65% of women who report unwanted sexual advances had received advances from a superior, with half receiving advances more than once
1 in 3 has felt afraid of their personal safety because of work related circumstances
It is truly sad and disappointed to have to work in a place where you constantly in fear, whether it is due to sexual harassment or safety. Nobody should feel that way in a work environment. I advocate strongly against bully in workplaces. I am fortunate not to come across any creeps or not a target for the lecherous in the tech industry, in fact, I find the guys rather shy and quiet. But I did encounter harassment in the retail industry where I find sales folks are likely to be more egoistic and arrogant than tech guys. It’s who they are that makes them so good at their job.
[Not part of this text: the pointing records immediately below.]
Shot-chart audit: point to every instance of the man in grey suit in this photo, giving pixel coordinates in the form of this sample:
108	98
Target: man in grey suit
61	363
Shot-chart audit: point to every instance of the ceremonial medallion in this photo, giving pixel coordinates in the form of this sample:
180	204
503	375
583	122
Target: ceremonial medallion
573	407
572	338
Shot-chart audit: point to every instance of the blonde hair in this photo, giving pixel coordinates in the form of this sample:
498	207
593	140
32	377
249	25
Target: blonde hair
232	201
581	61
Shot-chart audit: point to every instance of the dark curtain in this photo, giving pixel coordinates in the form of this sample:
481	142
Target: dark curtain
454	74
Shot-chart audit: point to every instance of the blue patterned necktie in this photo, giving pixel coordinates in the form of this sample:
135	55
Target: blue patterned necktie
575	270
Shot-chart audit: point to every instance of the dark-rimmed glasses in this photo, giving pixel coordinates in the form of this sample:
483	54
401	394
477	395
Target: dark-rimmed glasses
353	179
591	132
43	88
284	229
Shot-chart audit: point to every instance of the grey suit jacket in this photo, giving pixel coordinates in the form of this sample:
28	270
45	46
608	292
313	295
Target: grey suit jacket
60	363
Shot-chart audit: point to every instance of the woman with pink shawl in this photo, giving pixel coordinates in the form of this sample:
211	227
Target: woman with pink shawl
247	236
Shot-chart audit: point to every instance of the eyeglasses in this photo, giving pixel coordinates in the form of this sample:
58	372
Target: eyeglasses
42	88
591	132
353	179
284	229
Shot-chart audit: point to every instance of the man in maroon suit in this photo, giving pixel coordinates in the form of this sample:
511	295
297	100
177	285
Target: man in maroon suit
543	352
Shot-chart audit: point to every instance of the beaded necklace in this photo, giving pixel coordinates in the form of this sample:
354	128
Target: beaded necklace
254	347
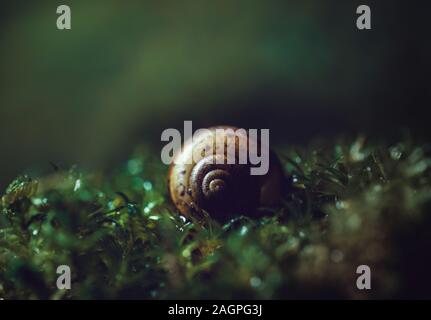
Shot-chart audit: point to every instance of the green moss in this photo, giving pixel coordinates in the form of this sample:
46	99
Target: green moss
345	204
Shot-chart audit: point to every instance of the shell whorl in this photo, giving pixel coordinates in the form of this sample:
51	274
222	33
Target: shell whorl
210	183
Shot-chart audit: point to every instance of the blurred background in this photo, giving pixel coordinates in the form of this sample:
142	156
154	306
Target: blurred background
129	69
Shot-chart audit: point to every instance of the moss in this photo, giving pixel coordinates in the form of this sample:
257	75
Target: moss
345	204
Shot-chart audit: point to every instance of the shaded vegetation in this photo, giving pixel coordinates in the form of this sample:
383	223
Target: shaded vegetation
345	204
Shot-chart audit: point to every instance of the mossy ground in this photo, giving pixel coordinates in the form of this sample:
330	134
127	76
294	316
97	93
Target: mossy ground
345	204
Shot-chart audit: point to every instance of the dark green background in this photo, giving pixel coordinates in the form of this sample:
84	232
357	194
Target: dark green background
129	69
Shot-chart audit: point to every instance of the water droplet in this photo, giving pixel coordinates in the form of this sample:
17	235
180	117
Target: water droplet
395	153
255	282
147	186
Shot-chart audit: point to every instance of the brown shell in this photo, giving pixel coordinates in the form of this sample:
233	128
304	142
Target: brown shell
216	187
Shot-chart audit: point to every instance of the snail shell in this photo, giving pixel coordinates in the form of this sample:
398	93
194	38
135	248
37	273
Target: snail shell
214	186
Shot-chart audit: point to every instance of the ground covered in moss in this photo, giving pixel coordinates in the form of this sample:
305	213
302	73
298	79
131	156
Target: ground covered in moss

88% have experienced clients/ colleagues address questions to male peers that should be addressed to them
Yes, it happens and yes, in the tech world, although I don’t think it is specifically only happened in the tech world but people do have a tendancy to think that Tech and Men go hand in hand and having a female in a tech team throws them off balance. This is also why technical sales team often hire attractive females sales executives to throw clients off balance, in hope, they would not ask difficult technical questions.
I take that as a challenge rather than a setback. To change a person’s mind is possible even during a short hour meeting. I relished seeing surprise and delight on my counterpart’s face when I presented a brilliant idea. Does that mean I have to work harder than my male coworkers? No. I just have to work smarter.